As Jen Gunter, MD, explains in her utterly beautiful takedown of the Goop article, your body needs iodine in order to make the hormones that essentially control your thyroid gland. Without that process working optimally, your thyroid can become under-active (hypothyroidism). And, if left untreated, that condition causes all the bodily functions that your thyroid gland helps regulate to fall out of whack, leaving you with symptoms like fatigue, forgetfulness, constipation, and even depression. Definitely not ideal.

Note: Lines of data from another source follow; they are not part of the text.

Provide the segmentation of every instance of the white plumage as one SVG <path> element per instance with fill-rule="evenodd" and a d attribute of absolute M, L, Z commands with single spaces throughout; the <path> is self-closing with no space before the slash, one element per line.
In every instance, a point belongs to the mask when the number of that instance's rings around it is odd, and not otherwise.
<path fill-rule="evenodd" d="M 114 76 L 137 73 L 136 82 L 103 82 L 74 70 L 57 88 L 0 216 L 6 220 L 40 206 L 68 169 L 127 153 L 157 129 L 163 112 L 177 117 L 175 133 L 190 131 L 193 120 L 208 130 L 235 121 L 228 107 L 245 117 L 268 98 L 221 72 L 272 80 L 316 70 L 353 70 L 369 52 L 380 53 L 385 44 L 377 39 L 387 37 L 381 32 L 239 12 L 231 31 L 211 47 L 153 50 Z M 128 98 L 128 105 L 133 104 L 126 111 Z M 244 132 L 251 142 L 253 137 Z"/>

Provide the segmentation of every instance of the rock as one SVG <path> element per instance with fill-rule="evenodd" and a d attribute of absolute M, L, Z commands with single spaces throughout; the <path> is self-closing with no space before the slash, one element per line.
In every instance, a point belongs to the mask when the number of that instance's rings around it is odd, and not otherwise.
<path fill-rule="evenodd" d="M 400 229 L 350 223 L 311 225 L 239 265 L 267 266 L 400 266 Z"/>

That's why some alternative medicine gurus suggest taking iodine supplements as a way to prevent hypothyroidism and the goiters that can come with iodine deficiency. But there's no evidence that the supplements can actually prevent or treat thyroid disease, and we have plenty of other (evidence-based) ways to treat those conditions anyway.

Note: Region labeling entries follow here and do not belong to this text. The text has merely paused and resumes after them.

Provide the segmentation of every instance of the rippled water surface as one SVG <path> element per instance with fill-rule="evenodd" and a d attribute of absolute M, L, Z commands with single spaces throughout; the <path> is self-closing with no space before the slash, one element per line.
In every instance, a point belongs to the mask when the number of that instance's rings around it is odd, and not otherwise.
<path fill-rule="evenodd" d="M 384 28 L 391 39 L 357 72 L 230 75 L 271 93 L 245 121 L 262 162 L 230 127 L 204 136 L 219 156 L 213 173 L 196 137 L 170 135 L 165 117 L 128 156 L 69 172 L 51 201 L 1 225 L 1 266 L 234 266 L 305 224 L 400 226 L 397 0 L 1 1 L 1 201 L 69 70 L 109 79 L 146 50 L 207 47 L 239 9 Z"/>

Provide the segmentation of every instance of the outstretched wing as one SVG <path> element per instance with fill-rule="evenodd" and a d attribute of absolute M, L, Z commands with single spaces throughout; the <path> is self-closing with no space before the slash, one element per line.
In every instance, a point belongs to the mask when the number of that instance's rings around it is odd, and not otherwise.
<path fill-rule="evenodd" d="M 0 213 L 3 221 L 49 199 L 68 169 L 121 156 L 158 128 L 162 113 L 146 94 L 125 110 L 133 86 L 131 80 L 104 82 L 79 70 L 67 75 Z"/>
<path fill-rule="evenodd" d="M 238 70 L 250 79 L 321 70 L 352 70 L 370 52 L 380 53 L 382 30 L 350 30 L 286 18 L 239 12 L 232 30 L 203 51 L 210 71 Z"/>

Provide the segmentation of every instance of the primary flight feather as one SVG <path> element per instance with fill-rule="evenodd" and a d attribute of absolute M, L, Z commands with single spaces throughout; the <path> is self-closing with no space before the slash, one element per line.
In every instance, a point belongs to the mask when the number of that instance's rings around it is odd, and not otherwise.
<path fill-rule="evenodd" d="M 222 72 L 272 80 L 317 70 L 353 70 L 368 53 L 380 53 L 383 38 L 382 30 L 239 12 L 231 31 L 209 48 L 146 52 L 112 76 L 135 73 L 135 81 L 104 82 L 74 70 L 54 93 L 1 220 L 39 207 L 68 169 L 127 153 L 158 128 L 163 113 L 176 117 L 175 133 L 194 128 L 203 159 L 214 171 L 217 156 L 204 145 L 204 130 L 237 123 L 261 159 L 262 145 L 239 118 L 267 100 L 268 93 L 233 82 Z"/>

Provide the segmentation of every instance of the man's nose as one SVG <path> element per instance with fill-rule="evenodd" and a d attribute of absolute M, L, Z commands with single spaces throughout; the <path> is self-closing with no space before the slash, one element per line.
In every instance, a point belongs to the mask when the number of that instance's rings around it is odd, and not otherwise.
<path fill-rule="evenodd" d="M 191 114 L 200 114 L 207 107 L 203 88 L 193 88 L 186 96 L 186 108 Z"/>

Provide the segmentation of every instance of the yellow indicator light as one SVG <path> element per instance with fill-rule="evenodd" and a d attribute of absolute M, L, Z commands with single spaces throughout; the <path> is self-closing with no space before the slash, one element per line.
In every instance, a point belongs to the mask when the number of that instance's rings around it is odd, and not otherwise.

Just because iodine is essential doesn't mean taking more is better. True iodine deficiency is rare in the U.S. and other developed countries, partly because we started supplementing our salt with iodine in 1924. Even if you eat mostly (non-iodized) sea salt, you're likely still getting plenty of iodine from your diet because we really just don't need that much of it. "We only require trace amounts, so basically eating out even a couple of times a month gets us enough iodized salt to suffice,” endocrinologist Elena A. Christofides, MD, tells Dr. Gunter.
The real worry, then, is actually taking too much iodine. If you do have a thyroid problem, iodine supplementation can make your condition worse or even cause hypothyroidism, explains Todd B. Nippoldt, MD, at the Mayo Clinic. And if you don't really have a thyroid problem at all, taking large amounts of unnecessary iodine can irritate and inflame your thyroid and even lead to thyroid cancer. Supplements can also interact with medications you may already be taking (e.g. ACE inhibitors for high blood pressure). So definitely don't start taking iodine without checking in with your doctor first.
However, there are a few groups of people — especially those who are pregnant or breastfeeding — who may need to take iodine supplements. Still, that's always done with the supervision of a doctor. So if you think your thyroid is in need of some TLC, your first stop should be your doctor's office — not the supplement aisle.